Custer notices the ride attendant distracted by cackling teenage girls. The King sees too.

‘Quick.’ He jumps past the queue of outraged families, dragging his girl with him. She yells and pulls her arm away and calls him stupid.

Custer bristles. Readies himself. The crowd parts as the wheel advances. The King and his girl still arguing as they start to move. The panda is mute at the girl’s side, its legs hanging limp. Custer picks his moment well. He leaps as the big wheel jerks to a stop.

Hot dog stumps might be good enough but Mikki’s treats win every time. As she lifts the returned Panda back into the top row Custer settles under the whirring arms of the Twister with his new bone.

The secret-sifter

Posted in stories with tags , on February 12, 2013 by Richard Holt

Something else I remember that’s gone now is bets scrawled by hand by bookmaker’s clerks. Their elaborate crayon swirls held everything a bookie needed to know; the race, the horse, the type of bet, the odds and the amount wagered. They were like coded messages. Secrets.
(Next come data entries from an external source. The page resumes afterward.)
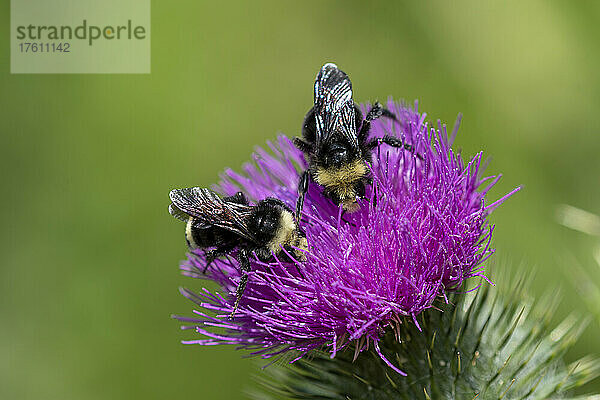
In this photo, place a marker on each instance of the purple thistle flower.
(421, 231)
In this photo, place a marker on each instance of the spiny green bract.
(482, 345)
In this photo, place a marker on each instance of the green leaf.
(481, 345)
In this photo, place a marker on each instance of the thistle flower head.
(420, 232)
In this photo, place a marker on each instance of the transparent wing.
(334, 107)
(210, 210)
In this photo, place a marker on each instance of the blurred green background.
(89, 255)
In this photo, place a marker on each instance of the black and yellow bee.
(231, 223)
(334, 140)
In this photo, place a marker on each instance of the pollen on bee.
(341, 176)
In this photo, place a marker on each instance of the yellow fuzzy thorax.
(343, 177)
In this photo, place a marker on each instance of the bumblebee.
(230, 223)
(334, 141)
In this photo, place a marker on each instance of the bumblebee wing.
(210, 210)
(334, 107)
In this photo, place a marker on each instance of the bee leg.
(375, 112)
(346, 221)
(244, 260)
(212, 255)
(302, 189)
(394, 142)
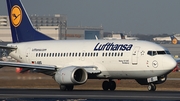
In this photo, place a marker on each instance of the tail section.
(21, 26)
(174, 40)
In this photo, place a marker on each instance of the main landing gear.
(151, 87)
(109, 85)
(66, 87)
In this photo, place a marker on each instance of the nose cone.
(169, 63)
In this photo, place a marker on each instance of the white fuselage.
(114, 58)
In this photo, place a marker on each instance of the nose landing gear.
(151, 87)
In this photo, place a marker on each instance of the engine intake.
(71, 75)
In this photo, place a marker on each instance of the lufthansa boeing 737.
(72, 62)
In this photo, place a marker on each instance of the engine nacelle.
(161, 79)
(71, 75)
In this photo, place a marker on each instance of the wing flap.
(27, 65)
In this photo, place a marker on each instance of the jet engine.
(161, 79)
(71, 76)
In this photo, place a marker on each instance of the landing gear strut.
(151, 87)
(66, 87)
(109, 85)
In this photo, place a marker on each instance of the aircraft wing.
(27, 65)
(92, 70)
(89, 69)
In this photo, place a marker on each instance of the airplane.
(73, 62)
(174, 40)
(117, 36)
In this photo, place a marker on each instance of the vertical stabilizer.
(174, 40)
(21, 26)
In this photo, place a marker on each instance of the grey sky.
(137, 16)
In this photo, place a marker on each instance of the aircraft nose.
(169, 63)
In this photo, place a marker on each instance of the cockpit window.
(153, 53)
(161, 52)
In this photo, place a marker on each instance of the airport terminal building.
(54, 26)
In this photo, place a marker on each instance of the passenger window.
(118, 54)
(115, 54)
(96, 54)
(91, 54)
(76, 54)
(106, 54)
(154, 53)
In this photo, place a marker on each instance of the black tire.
(152, 87)
(63, 87)
(112, 85)
(105, 85)
(69, 87)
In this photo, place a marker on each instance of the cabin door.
(28, 55)
(135, 55)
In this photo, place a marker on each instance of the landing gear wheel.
(69, 87)
(62, 87)
(109, 85)
(112, 85)
(151, 87)
(105, 85)
(66, 87)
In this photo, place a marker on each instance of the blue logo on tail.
(21, 27)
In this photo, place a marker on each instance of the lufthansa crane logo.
(174, 41)
(16, 15)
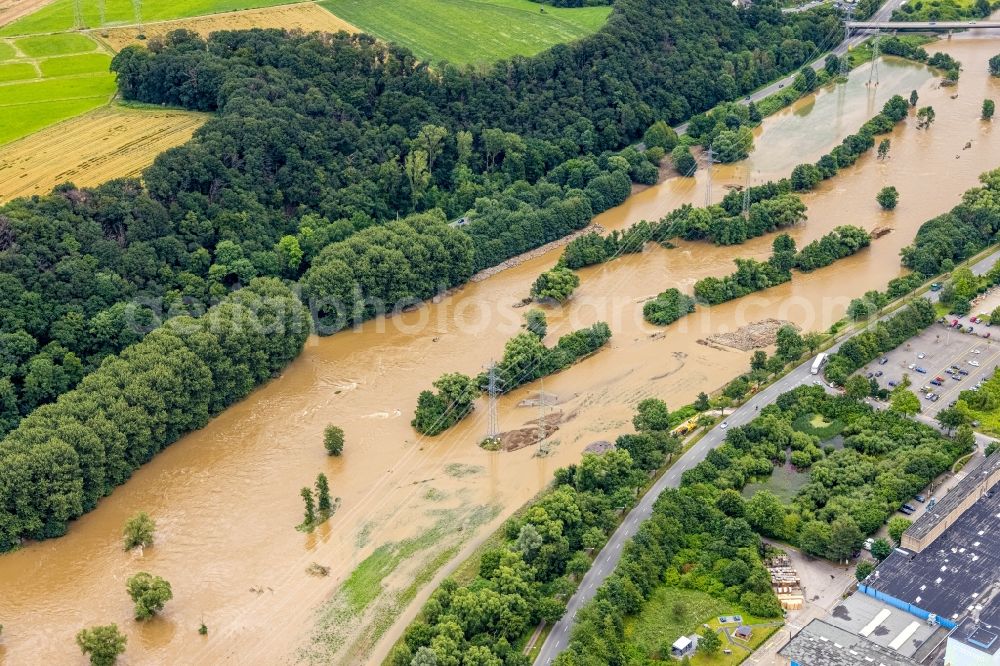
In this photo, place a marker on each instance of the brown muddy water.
(226, 498)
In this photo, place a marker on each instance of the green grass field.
(39, 85)
(673, 612)
(469, 31)
(43, 46)
(61, 14)
(87, 63)
(17, 71)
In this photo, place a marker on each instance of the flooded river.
(226, 499)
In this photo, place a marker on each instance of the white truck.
(818, 363)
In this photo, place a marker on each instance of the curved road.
(607, 559)
(883, 14)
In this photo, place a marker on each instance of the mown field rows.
(47, 78)
(469, 31)
(62, 15)
(104, 144)
(305, 16)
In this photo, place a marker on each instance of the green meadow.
(470, 31)
(48, 78)
(63, 15)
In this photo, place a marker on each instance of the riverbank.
(257, 454)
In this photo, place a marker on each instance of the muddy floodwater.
(226, 499)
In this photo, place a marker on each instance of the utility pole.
(746, 198)
(708, 184)
(873, 74)
(845, 62)
(493, 422)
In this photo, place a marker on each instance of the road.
(921, 26)
(607, 559)
(883, 14)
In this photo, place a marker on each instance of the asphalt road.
(884, 13)
(607, 559)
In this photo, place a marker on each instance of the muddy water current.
(226, 498)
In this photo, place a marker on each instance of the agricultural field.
(62, 15)
(470, 31)
(305, 16)
(107, 143)
(48, 78)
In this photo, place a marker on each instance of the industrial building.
(934, 601)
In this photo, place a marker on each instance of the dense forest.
(321, 143)
(64, 457)
(543, 552)
(706, 535)
(525, 359)
(886, 458)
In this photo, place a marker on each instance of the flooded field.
(226, 498)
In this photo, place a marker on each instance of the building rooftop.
(982, 633)
(882, 624)
(949, 575)
(822, 644)
(954, 498)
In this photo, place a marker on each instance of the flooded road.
(226, 499)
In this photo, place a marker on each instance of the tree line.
(542, 554)
(64, 457)
(886, 458)
(878, 339)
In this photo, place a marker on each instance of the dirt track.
(11, 10)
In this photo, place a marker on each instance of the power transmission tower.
(492, 420)
(873, 74)
(845, 62)
(708, 184)
(746, 198)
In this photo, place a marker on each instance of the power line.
(492, 418)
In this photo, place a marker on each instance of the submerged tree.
(333, 440)
(103, 643)
(310, 506)
(887, 197)
(139, 531)
(149, 593)
(883, 149)
(323, 502)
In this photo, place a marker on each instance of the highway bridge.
(921, 26)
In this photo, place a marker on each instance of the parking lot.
(934, 351)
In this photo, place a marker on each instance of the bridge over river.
(921, 26)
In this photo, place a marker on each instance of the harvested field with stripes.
(306, 16)
(111, 142)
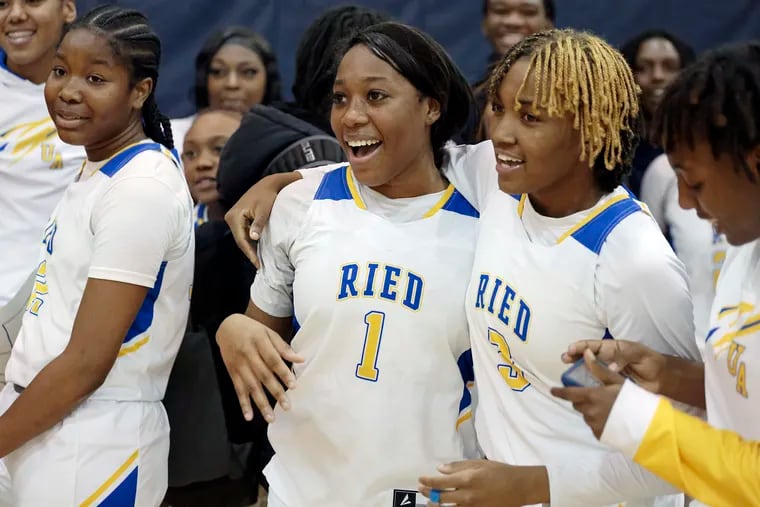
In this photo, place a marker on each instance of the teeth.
(366, 142)
(508, 160)
(20, 34)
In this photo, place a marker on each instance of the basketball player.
(708, 127)
(83, 423)
(563, 251)
(370, 263)
(35, 166)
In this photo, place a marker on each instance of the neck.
(421, 177)
(568, 197)
(215, 211)
(37, 71)
(134, 133)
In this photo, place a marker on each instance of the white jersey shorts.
(105, 453)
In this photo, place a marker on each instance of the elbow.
(88, 371)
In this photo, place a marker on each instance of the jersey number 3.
(373, 335)
(512, 375)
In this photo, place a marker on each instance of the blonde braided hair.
(579, 74)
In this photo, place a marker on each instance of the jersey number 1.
(367, 367)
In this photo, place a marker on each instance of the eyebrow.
(101, 61)
(368, 79)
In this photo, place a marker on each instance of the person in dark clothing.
(656, 57)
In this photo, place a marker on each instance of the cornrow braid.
(722, 86)
(136, 44)
(579, 74)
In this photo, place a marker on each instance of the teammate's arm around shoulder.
(253, 345)
(126, 260)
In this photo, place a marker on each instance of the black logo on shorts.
(404, 498)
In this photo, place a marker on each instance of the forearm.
(714, 466)
(54, 393)
(684, 381)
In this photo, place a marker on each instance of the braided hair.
(716, 99)
(135, 43)
(579, 74)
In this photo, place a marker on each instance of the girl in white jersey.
(369, 263)
(563, 251)
(83, 423)
(708, 125)
(35, 165)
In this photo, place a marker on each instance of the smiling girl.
(82, 409)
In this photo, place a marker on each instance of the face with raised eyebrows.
(507, 22)
(381, 120)
(90, 96)
(237, 79)
(536, 153)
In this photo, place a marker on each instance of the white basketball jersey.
(383, 331)
(527, 301)
(35, 169)
(731, 352)
(142, 368)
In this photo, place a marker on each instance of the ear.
(753, 161)
(432, 111)
(141, 92)
(69, 11)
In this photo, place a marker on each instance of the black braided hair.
(549, 9)
(136, 44)
(716, 99)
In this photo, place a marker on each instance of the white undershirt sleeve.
(272, 289)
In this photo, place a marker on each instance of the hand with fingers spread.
(483, 483)
(595, 403)
(255, 356)
(631, 359)
(248, 217)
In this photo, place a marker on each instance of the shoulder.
(151, 163)
(296, 198)
(636, 250)
(458, 154)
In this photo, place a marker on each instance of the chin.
(72, 137)
(510, 187)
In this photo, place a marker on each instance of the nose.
(513, 18)
(355, 114)
(232, 81)
(70, 92)
(206, 161)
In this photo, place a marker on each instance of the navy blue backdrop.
(184, 24)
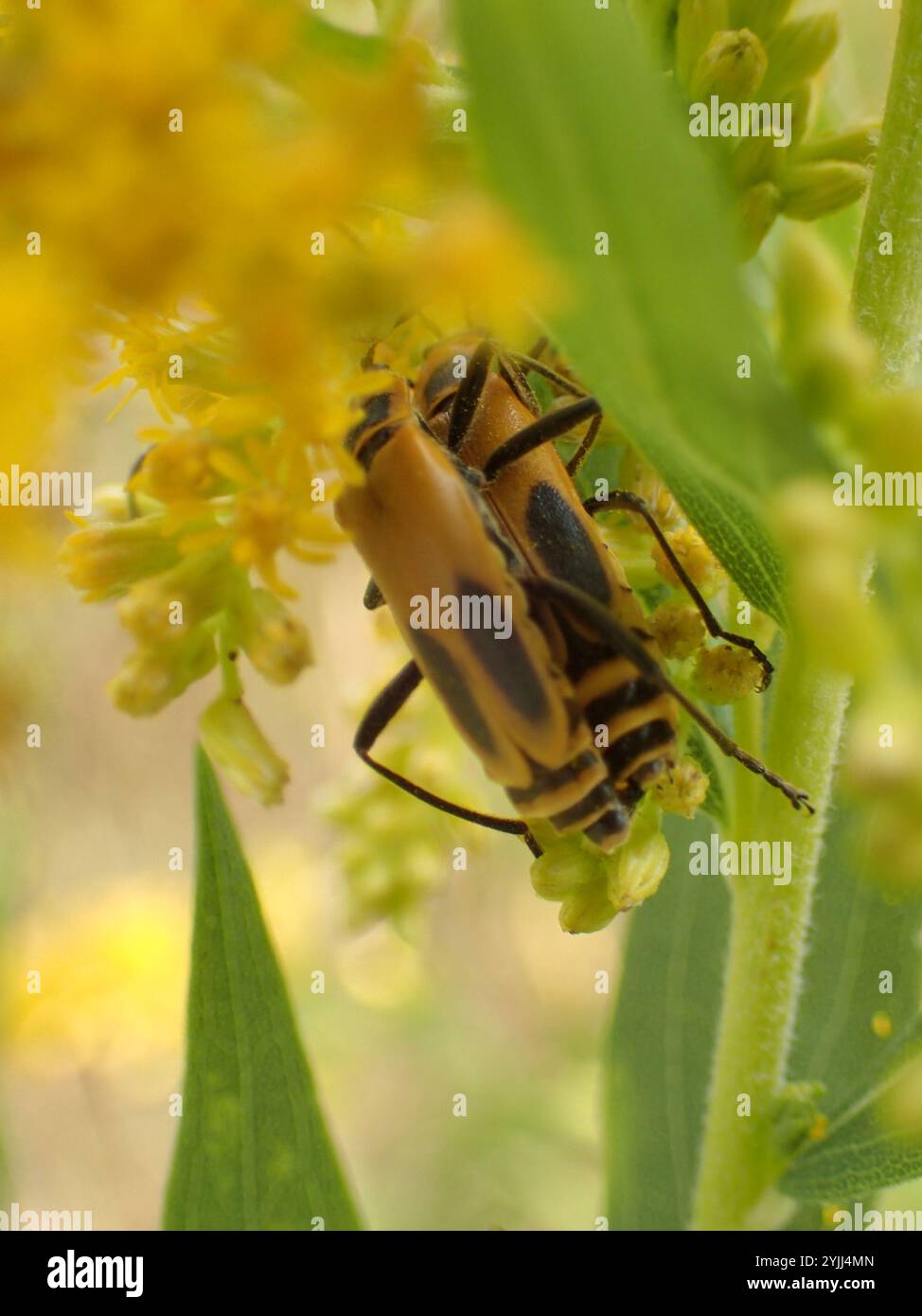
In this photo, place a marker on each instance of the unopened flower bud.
(275, 643)
(696, 24)
(857, 145)
(833, 371)
(233, 741)
(800, 49)
(566, 866)
(588, 908)
(809, 191)
(683, 790)
(695, 557)
(811, 290)
(639, 864)
(759, 206)
(107, 560)
(168, 606)
(732, 67)
(154, 675)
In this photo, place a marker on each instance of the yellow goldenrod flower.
(105, 560)
(157, 674)
(725, 674)
(682, 790)
(275, 643)
(678, 630)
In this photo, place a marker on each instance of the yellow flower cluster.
(747, 51)
(239, 196)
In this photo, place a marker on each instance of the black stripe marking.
(563, 543)
(584, 809)
(452, 685)
(629, 695)
(442, 378)
(551, 779)
(614, 823)
(368, 452)
(506, 662)
(628, 748)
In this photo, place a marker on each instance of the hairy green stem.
(767, 945)
(770, 923)
(888, 287)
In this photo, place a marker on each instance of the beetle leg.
(549, 427)
(530, 362)
(469, 394)
(372, 596)
(381, 712)
(634, 503)
(624, 641)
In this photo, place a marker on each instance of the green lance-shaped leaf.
(865, 1147)
(658, 1061)
(659, 1052)
(591, 151)
(253, 1151)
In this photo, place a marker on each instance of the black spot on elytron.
(441, 380)
(629, 746)
(630, 694)
(506, 662)
(563, 545)
(587, 807)
(551, 779)
(449, 681)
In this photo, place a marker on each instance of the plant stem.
(888, 289)
(767, 945)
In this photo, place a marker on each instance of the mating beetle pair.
(465, 493)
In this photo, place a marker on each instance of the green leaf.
(860, 1151)
(580, 137)
(253, 1151)
(658, 1059)
(855, 935)
(659, 1053)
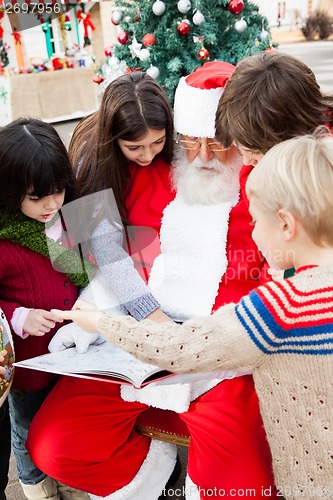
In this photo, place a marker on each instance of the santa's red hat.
(197, 97)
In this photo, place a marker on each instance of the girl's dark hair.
(270, 97)
(33, 159)
(131, 104)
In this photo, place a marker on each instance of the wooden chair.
(164, 425)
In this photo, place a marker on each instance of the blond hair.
(297, 175)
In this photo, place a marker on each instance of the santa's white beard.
(198, 185)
My family weren’t racing people. Instead I’d head across town during winter to watch football matches with my grandfather. On the way home my tram stopped outside the track.

~

The lining of his dirty gabardine coat bulges full of discarded hopes. I’m mesmerised. Though I’m just a boy I can tell this man’s connection to the world the other passengers share has withered until it’s barely a thread. He ignores everyone including the conductor. Everyone ignores him. In the bubble of his pungent self-possession he spreads across the space that spreads around him. Then the tickets emerge in clumps from the depths of his coat. He processes them like a machine. In his crumpled head he might retain little of his past. But he remembers every result from every race at the track today. Tote tickets and bookie stubs fall around him like dirty snow. The conductor scowls, but maintains his distance. No one watches but me. He sees me staring his way. His grin, toothless and vacant, is fleeting. He pulls another clump of tickets from his coat, lingering on one that looks as if it’s been picked from the mud. He holds it to the light, smiles, then pushes it into the side of his shoe. I figure he deserves it. All that work collecting and sifting.

It never occurs to me that this might be a show of victory for my sake alone. But just a show nevertheless. Even a secret-sifter, I realise now, might feel the need to prove the worth of what he does.